Since the high-temperature steam electrolysis hydrogen production cell produces hydrogen by electrolysis, it is desired that the electron conductivity is excellent. On the other hand, it is necessary to add a second component for structural stability in order to stabilize the cell at high temperatures. Stabilization of conductivity was a big issue.

Accordingly, an object of the present invention is to provide a cell for producing hydrogen by high-temperature steam electrolysis, which has high stability at high temperatures and excellent electron conductivity, and a method for producing a cell for producing hydrogen by high-temperature steam electrolysis.

The cell for high-temperature steam electrolysis hydrogen production of the embodiment comprises: a support layer which is capable of conducting electrons and allows gas to pass through and plays a major role in maintaining the strength of the cell; an active layer which allows gas and oxygen ions to pass through and electrolyzes water; A cell for high-temperature steam electrolysis hydrogen production, comprising an electrolyte layer that conducts oxygen ions but impermeable to gas, and an oxygen electrode that binds oxygen ions to form oxygen molecules, wherein the support layer has electrical conductivity. a second component made of a material for maintaining high-temperature strength; and pores having gas permeability; The coverage with crystal grains is in the range of 10% to 55%.

BRIEF DESCRIPTION OF THE DRAWINGS FIG. 1 is a view showing a schematic cross-sectional structure of a high-temperature steam electrolysis hydrogen production cell according to an embodiment; The figure which expands and shows the structure of a support layer typically.

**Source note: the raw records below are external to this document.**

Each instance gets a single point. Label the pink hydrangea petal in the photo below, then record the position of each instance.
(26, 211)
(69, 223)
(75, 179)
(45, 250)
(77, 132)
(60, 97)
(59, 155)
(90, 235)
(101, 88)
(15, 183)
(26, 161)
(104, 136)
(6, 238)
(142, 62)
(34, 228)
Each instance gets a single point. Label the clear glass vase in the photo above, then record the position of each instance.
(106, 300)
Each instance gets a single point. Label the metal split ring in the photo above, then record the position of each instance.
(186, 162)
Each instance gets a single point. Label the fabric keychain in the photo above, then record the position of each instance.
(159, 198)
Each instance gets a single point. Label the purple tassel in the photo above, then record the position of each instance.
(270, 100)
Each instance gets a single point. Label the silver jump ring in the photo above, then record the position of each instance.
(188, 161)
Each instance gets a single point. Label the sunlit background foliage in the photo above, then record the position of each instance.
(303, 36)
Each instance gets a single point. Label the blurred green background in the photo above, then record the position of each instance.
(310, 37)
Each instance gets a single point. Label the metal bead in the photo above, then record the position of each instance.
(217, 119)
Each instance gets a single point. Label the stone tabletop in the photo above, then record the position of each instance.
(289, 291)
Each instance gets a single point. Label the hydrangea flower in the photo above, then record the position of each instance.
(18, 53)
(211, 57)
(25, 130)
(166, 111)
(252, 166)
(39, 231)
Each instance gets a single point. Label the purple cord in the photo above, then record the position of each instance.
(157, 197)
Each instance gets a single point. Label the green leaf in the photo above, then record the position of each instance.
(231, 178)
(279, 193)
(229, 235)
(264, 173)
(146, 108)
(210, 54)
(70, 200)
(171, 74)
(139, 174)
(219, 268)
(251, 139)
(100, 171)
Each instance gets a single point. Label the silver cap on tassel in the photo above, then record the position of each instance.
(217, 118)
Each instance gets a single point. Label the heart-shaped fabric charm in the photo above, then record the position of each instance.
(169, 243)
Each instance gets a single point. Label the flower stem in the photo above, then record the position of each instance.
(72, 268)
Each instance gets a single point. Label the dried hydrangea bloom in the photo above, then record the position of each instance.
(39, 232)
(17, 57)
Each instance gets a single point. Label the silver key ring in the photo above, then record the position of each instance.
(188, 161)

A high-temperature steam electrolysis hydrogen production cell according to an embodiment will be described below with reference to the drawings.

FIG. 1 shows a schematic cross-sectional configuration of a high-temperature steam electrolysis hydrogen production cell (SOEC) 100 according to an embodiment. As shown in FIG. 1, a high-temperature steam electrolysis hydrogen production cell 100 includes a support layer 101 that can conduct electrons and allows gas to pass through, an active layer 102 that allows gas and oxygen ions to pass through to electrolyze water, and oxygen ions. It has an electrolyte layer 103 that is conductive and impermeable to gas, and an oxygen electrode 104 that combines oxygen ions into oxygen molecules.

FIG. 2 is an enlarged diagram schematically showing the structure of the support layer 101 shown in FIG. The support layer 101 is made of porous ceramics, and as shown in FIG. 2, the first component (the hatched portion in FIG. 2) that allows electrons to pass through and the structural stability at high temperatures are added. and a second component (part not hatched in FIG. 2). The second component is for stabilizing the structure at high temperatures by suppressing the growth of crystal grains and pore diameters.

As the first component, for example, at least one oxide selected from the group consisting of Ni (nickel), Co (cobalt), Fe (iron), Cu (copper), and Ru (ruthenium) can be used, Alloys containing these elements can also be used.

As the second component, for example, at least one oxide selected from the group consisting of Ce (cerium), Gd (gadolinium), Sm (samarium), Y (yttrium), Zr (zirconium), and Sc (scandium). can be used, and alloys containing these elements can also be used.

As the second component, for example, stabilized zirconia in which a stabilizer such _{as Y2O3 , Sc2O3} , _{Yb2O3 , Gd2O3} , CaO, MgO, _{CeO2 is} dissolved is used. be able to. As the second component, for example, gadolinia-doped ceria (GDC) in which an oxide such as Gd ₂ O ₃ and CeO ₂ are solid-dissolved can be used.

In this embodiment, the support layer 101 is configured so that the coverage shown below is in the range of 10% to 55%.
Coverage (%) = (length of contact between the first component and the second component/peripheral length of the first component crystal grain) x 100

As described above, by setting the coverage within the range of 10% to 55%, the electrical conductivity of the support layer 101 can be increased (the electrical resistance can be decreased).

As a material forming the electrolyte layer 103, for example, the above-described stabilized zirconia, gadolinia-doped ceria (GDC), or the like can be used.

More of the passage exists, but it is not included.